The primary aim of the CARPE DIEM study was to evaluate and optimize an information booklet and a diary. Therefore, the study was not randomized which is a limitation for the actual analysis regarding the impact of the booklet on knowledge. The knowledge questionnaire also has some limitations as some statements are not entirely unambiguous. For example, the statement “fatigue is an indicator for cancer disease progression” could be true in some cases, but having fatigue commonly does not mean that the cancer is progressing. “Fatigue should be treated pharmacologically” might be considered correct with respect to disorders that contribute to symptoms of fatigue (e.g., anemia, endocrine disorders).

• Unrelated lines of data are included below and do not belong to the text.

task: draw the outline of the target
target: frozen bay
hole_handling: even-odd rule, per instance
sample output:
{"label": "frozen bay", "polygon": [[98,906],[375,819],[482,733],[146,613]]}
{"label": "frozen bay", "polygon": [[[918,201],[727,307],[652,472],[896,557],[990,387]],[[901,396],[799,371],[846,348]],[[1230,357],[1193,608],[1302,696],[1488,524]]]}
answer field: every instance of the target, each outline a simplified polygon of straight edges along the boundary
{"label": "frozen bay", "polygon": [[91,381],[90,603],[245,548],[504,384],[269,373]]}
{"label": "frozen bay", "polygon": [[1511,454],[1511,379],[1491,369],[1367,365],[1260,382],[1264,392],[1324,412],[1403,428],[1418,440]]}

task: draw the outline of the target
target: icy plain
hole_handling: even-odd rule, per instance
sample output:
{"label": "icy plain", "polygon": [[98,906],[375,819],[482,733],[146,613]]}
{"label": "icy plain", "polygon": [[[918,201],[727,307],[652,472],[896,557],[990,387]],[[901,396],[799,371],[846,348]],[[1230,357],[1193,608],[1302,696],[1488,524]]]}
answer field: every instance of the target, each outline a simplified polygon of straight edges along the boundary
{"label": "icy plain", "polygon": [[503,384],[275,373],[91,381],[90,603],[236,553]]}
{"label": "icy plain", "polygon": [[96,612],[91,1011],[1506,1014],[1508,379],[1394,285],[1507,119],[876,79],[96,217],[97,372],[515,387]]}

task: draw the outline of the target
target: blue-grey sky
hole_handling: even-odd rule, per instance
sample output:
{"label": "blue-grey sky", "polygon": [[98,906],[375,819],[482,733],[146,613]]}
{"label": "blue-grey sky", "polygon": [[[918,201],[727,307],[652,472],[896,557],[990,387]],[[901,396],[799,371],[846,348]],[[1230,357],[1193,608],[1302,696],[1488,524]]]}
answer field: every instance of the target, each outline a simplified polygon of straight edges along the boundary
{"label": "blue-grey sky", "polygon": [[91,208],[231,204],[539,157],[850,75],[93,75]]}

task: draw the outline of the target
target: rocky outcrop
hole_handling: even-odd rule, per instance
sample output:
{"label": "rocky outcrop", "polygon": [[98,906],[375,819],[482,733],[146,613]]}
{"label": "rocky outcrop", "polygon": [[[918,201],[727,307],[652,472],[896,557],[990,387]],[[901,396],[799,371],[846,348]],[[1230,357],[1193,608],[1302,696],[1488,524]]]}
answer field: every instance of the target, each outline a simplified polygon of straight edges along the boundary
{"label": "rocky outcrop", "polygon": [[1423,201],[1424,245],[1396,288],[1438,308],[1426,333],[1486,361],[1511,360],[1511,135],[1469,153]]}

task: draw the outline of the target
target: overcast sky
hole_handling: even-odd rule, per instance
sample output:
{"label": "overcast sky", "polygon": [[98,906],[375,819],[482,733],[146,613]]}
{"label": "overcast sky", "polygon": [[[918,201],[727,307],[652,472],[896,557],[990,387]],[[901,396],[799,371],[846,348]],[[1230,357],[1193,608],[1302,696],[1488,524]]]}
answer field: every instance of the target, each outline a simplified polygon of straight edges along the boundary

Yet, for cancer-related fatigue in the narrower sense, the guidelines generally do not recommend pharmacological treatment (except for some rarer cases). Overall, as we asked the participants to mark the answer (true/false) they think is most appropriate, it may be assumed that the statement was mostly interpreted correctly. Furthermore, there may be a selection bias, as likely only patients who are generally willing to read a booklet consented to participate and returned the questionnaires. However, it does not diminish the value and usefulness of information material if it is not evaluated among patients who are unable and generally not willing to read it. For these individuals, other outreach strategies need to be developed to improve their knowledge about fatigue and their health literacy. The positive study results and patients’ feedback suggest that an easy-to-read booklet may be a useful offer for many patients.

Conclusion

The CARPE DIEM study identified a number of specific gaps in the provision of information and education for cancer patients about fatigue. A low-level intervention asking to read a brief and easily comprehensible booklet contributed to increased health literacy. This could be a cost-effective measure to improve fatigue management. However, it should only be considered as a first step offered as part of a bundle of further efforts to improve knowledge and fatigue care.